After the deconsecration of All Saints, a comprehensive inventory of its valuable objects was made. Before disassembly, the component parts of large items like the high altar were carefully labeled, photographed and documented, so each artifact could one day be put back together like a giant, sacred jigsaw puzzle. Photographs and descriptions of each item were compiled in a binder that serves as a shopping catalog for warehouse visitors.

The dismantling of the church’s interior was halted by the Covid-19 pandemic, and finally completed early this year. Workers disassembled the great marble altar with power saws fitted with masonry blades. To reach the clerestory windows high above the pews, some four stories of scaffolding were erected inside the church, and most of the stained-glass windows were taken out — over the objections of preservationists — and replaced with clear glass. The city Landmarks Preservation Commission approved the removal of stained glass and exterior sculptural masonry associated with religious imagery.

The altar and stained glass now reside in the warehouse. The 16-foot-high gilded crucifix is stored in crated sections, is shown, above.

“The pipe organ” — built by the Roosevelt Organ Works in 1892 — “was the last piece to go out” of the church, Mr. Amatrudo said. “It’s being reconditioned and will go to St. Paul the Apostle,” a church on West 59th Street.

In addition, a small wooden altar of sacrifice was sent to Moore Catholic High School, on Staten Island. The church’s richly carved pews, among the city’s most elaborate, went to a church in Chicago. And marble statues of Joseph and Mary landed in Bridgeport, Conn. (The All Saints complex, which includes an attached parish school and parish house, was sold in March for $10.85 million to the developer CSC Coliving. A modernization of the school and conversion of the church into a school auditorium, designed by Tang Studio Architect, is underway, and the Capital Preparatory Harlem Charter School plans to move into the two buildings next fall on a long-term lease.)

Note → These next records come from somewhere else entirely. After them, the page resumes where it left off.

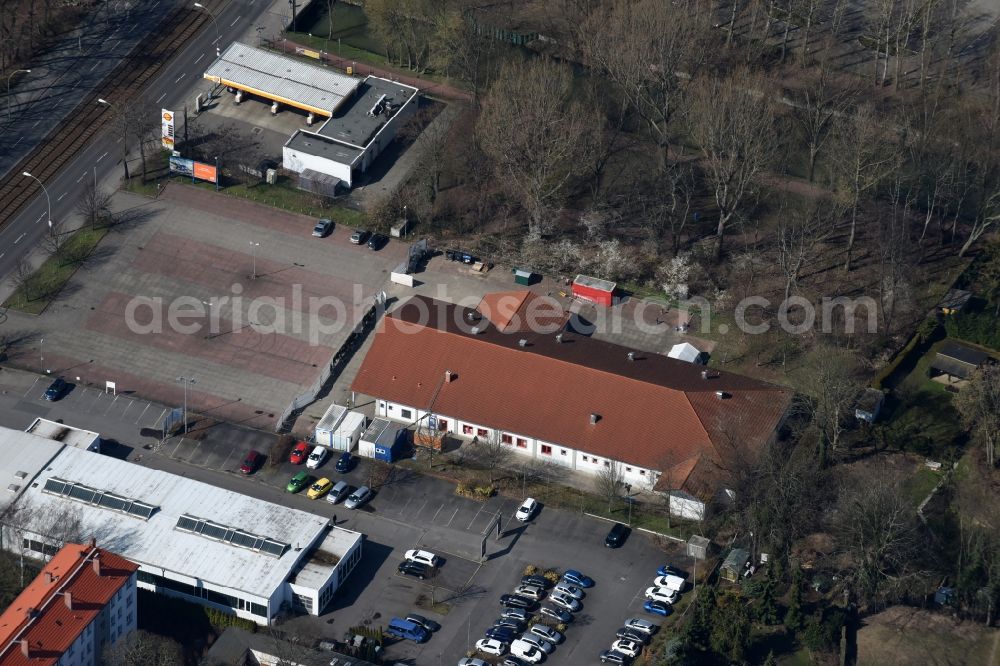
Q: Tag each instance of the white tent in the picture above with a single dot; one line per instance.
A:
(685, 351)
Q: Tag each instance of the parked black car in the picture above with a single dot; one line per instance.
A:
(414, 569)
(56, 389)
(616, 537)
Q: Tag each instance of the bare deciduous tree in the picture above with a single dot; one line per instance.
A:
(865, 151)
(732, 121)
(535, 135)
(979, 405)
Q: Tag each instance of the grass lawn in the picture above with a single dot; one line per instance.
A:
(918, 486)
(35, 293)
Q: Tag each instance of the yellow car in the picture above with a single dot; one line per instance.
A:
(319, 489)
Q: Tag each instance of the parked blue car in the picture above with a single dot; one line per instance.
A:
(657, 608)
(576, 578)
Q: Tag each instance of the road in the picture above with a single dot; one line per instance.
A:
(101, 159)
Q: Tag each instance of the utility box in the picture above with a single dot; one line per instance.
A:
(348, 432)
(328, 425)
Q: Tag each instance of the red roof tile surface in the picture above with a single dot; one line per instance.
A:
(41, 614)
(652, 411)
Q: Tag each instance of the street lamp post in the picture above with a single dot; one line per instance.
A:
(48, 200)
(8, 88)
(185, 381)
(105, 102)
(218, 35)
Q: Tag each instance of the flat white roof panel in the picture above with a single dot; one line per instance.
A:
(156, 543)
(281, 76)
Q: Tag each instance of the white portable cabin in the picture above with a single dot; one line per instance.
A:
(366, 447)
(327, 425)
(348, 432)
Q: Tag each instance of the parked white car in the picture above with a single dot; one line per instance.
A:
(627, 647)
(538, 642)
(527, 510)
(546, 632)
(526, 652)
(423, 557)
(491, 646)
(663, 594)
(569, 590)
(317, 457)
(670, 582)
(639, 624)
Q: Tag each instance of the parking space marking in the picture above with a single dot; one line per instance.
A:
(30, 388)
(111, 405)
(142, 414)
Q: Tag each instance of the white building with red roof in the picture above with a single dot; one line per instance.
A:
(558, 396)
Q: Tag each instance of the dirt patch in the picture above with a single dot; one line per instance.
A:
(902, 635)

Back in the warehouse, Mr. Amatrudo is eager to use two darkly varnished vestment cabinets from All Saints to enhance his merchandise display. He has arranged the cabinets — neo-Gothic beauties made of quarter-sawn oak — in a felicitous manner in the entry chamber and plans to leave their doors open, filling them with vestments to make a good first impression on shoppers.

“These cabinets have style,” he said proudly. “So when you walk in the front door, this is what greets you.”